Many of us seem to feel we have the no lying part of Right Speech down, but very few of us have mastered the art of not talking badly about our neighbors/co-workers/friends/family members, or using words that offend, or engage in idle chatter throughout the day.

I have to be the first to admit that I love to chatter - love to comment on things and discuss and talk and talk and talk. And sometimes it gets so darn tiring. It's actually freeing for me to realize that I just can be still and should be still more often. And when I'm being still, I'm learning to be a better listener.

Surrounding talking about others, I find it all too easy to be entertained by the latest gossip -- to hear the rundown on what Jane did yesterday, or what Tom is doing today, and about how Jane and Tom got into an argument over x,y and z. I listen and engage in the drama-filled gossip session, and I find myself tired and a bit stressed by the end. Jane and Tom's x, y's and z's become my problems indirectly -- and yep...my muscles and bones feel it.

It is said that we don't use our minds to their fullest potential, and just maybe this has to do partially, or maybe even majorly with the words we choose to use and how much we engage in idle chatter. Sometimes we babble on about how we don't want to do something, or how silly it is we have to perform a certain action, etc. And by the time we are done going on and on and on, the thing that we dread would be completed and our minds reeling from the high from performing a task successfully.

Or we blurt out something and wish we could reel it back in -- and then we spend the rest of the day thinking about (while wasting mental energy) what we said. We worry about the repercussions of our words.
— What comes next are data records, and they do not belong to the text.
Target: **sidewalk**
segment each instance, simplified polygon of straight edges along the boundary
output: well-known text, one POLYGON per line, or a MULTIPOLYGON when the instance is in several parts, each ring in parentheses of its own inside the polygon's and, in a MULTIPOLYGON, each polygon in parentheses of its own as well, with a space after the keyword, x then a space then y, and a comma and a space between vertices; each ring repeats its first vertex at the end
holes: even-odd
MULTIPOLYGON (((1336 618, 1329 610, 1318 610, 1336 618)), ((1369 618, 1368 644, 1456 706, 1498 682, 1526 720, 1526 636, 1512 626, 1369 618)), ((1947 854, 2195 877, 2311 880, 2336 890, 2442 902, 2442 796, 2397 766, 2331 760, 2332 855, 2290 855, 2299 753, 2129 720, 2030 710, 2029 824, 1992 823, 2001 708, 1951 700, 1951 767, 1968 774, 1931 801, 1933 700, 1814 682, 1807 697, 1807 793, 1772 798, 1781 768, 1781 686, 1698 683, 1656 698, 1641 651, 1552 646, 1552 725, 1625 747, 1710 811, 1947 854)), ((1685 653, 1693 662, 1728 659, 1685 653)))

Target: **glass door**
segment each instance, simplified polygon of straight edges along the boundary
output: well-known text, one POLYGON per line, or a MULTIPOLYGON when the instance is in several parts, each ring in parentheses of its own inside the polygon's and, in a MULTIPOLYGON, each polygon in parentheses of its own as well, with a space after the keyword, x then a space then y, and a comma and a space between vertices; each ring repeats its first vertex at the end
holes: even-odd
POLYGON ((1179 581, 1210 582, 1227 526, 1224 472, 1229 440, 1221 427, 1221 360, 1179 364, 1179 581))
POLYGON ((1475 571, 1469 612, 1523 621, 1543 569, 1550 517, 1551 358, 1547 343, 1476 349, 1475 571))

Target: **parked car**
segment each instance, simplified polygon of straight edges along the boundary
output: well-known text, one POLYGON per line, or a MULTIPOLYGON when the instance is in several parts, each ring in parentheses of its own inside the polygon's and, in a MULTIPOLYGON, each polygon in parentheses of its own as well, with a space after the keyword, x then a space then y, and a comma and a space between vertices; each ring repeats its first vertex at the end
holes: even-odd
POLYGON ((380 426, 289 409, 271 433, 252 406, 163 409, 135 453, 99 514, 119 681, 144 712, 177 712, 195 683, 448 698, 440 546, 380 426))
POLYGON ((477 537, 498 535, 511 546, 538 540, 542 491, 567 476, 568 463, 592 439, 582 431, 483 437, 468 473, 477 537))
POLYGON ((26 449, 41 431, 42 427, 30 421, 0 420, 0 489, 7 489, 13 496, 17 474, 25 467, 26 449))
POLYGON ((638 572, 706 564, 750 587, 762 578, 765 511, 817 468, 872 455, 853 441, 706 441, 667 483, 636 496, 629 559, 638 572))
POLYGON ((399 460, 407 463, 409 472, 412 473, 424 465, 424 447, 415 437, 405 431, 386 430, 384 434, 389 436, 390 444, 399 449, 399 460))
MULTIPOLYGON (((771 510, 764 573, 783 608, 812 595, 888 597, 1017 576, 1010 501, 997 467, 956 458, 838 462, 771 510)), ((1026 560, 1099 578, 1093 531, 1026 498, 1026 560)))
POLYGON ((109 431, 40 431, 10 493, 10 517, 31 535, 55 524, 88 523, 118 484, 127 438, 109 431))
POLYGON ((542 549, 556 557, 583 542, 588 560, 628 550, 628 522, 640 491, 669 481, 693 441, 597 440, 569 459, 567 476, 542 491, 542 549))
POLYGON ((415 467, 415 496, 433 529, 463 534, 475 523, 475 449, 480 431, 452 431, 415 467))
In a nutshell, we are our words. Our words shape and mold much of our daily experience.

I make mistakes each day. I choose words that I regret...but I need to remind myself that I can stop my words right as they are about to come out of my lips. And I can breathe...and let my ill-feelings pass. And if I fail and those words come spewing out of my mouth. I'll try again and again and again...and maybe...just maybe...I'll be on the Right Speech path one fine day.